Git Product home page Git Product logo

Comments (36)

raykzhao avatar raykzhao commented on July 24, 2024 1

Hi @hamadmarri @Alt37

It seems that CacULE scheduler works best for me after enabling full preemption and removing all the scheduler tweaks from zen-kernel, xanmod, etc.

from cacule-cpu-scheduler.

raykzhao avatar raykzhao commented on July 24, 2024 1

Hi @hamadmarri

The new patch seems to be as smooth as the previous smoother patch on my machine. Thank you!

from cacule-cpu-scheduler.

raykzhao avatar raykzhao commented on July 24, 2024 1

Hi @hamadmarri

I guess the same starvation bug also exists in the original Cachy scheduler, so I just tried the original Cachy scheduler (without idle-balance) with the fix. It also seems to make the original Cachy scheduler smoother. Now both Cachy and CacULE with the fix feel similar on my machine under heavy load. Not sure which scheduler performs better during microbenchmarks.

from cacule-cpu-scheduler.

xalt7x avatar xalt7x commented on July 24, 2024

ssr-2020-10-31_15.58.41_edit.zip
Here's video-demonstration of issue. Strangely it even recorded badly (near the end sound came back to normal but SimpleScreenRecorder (or audio Monitor) received it with interrupts)
How to reproduce on KDE Plasma:

  1. Downgrade some package so Discover will inform you about updates
  2. Play some YT video (optionally force HD quality to increase CPU usage to make it more noticeable)
  3. Click on tray Discover icon
  4. Notice sound and video interrupts
    I'm using LTS distro (Kubuntu 20.04) and mobile CPU with disabled Hyperthreading and lots of kernel tweaks so results may vary.
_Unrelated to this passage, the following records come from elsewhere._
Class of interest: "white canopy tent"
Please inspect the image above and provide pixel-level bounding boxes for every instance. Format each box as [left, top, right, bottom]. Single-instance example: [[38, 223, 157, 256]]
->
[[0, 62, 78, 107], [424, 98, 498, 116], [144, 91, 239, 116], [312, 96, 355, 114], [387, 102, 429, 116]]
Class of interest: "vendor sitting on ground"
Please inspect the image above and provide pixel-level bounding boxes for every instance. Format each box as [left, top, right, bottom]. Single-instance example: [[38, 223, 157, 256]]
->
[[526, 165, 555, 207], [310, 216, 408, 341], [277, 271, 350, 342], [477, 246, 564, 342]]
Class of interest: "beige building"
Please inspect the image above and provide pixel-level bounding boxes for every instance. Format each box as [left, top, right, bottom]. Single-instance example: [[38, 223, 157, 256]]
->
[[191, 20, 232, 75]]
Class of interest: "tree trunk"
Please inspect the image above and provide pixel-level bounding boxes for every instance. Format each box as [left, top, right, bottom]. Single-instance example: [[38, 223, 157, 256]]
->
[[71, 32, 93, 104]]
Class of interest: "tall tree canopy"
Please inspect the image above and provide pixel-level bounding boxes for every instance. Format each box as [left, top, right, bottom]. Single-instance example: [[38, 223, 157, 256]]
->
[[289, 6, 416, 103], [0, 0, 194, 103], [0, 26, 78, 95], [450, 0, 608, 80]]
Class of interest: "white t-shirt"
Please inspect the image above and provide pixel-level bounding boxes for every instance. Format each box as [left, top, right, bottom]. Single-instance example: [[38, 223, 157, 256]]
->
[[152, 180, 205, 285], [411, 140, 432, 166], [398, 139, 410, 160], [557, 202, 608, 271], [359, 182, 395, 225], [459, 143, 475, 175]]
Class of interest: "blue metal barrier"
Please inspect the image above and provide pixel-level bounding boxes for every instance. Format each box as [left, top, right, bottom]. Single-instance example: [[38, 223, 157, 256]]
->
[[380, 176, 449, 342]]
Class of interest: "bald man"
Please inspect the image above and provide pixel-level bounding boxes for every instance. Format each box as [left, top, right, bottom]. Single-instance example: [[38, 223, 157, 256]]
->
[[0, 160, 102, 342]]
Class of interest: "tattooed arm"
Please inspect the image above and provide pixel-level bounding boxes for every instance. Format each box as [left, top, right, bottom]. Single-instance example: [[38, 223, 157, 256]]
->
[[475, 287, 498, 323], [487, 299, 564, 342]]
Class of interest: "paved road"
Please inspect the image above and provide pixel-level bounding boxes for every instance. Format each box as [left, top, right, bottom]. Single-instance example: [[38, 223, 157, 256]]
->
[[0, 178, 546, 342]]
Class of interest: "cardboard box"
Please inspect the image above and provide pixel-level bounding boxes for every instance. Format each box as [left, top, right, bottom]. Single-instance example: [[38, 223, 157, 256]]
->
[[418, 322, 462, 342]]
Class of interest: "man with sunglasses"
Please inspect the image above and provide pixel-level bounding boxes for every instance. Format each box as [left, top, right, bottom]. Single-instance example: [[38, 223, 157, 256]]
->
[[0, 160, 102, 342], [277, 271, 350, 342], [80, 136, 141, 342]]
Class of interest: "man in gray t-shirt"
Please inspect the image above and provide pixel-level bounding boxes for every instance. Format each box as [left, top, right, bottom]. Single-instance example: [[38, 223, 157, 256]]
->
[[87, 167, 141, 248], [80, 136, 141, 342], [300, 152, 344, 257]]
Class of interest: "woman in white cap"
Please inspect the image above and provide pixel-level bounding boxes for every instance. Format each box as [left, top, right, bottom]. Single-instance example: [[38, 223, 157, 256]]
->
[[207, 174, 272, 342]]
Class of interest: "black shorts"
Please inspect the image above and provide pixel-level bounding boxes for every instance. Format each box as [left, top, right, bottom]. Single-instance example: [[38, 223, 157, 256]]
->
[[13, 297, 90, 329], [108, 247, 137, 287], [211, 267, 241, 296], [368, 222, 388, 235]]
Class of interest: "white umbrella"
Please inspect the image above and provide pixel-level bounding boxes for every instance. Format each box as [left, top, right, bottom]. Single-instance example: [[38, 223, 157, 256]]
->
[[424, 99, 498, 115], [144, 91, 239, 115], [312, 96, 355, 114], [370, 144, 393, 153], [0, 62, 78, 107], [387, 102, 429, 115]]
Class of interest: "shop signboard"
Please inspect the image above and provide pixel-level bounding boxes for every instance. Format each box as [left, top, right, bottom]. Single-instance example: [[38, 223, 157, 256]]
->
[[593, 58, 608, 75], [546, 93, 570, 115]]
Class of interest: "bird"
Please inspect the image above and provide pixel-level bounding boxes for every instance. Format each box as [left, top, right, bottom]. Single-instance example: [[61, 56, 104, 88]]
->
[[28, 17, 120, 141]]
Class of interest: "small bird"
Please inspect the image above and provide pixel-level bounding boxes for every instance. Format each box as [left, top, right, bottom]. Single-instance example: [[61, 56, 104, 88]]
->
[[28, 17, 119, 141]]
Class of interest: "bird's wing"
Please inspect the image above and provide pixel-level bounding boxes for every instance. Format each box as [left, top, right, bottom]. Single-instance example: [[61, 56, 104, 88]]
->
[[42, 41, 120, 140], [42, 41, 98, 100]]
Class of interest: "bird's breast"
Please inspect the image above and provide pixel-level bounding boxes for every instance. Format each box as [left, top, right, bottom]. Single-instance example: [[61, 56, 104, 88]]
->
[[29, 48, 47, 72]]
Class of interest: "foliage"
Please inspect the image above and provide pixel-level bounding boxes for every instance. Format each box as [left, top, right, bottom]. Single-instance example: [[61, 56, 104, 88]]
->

from cacule-cpu-scheduler.

hamadmarri avatar hamadmarri commented on July 24, 2024

Hi @Alt37

What was the last revision that wasn't having this issue? I need to check what changes possibly makes this problem.

What is the hrrn_max_life? 30s?

Thank you

from cacule-cpu-scheduler.

xalt7x avatar xalt7x commented on July 24, 2024

I tested only 2 last revisions (r7 with 5.4 and r8 with 5.8). Both of them have this issue.
"hrrn_max_life" parameter had default value (30). I tried to increase it to 60 but it didn't help. As you can see from my video sound interrupts immediately when some other process stresses CPU.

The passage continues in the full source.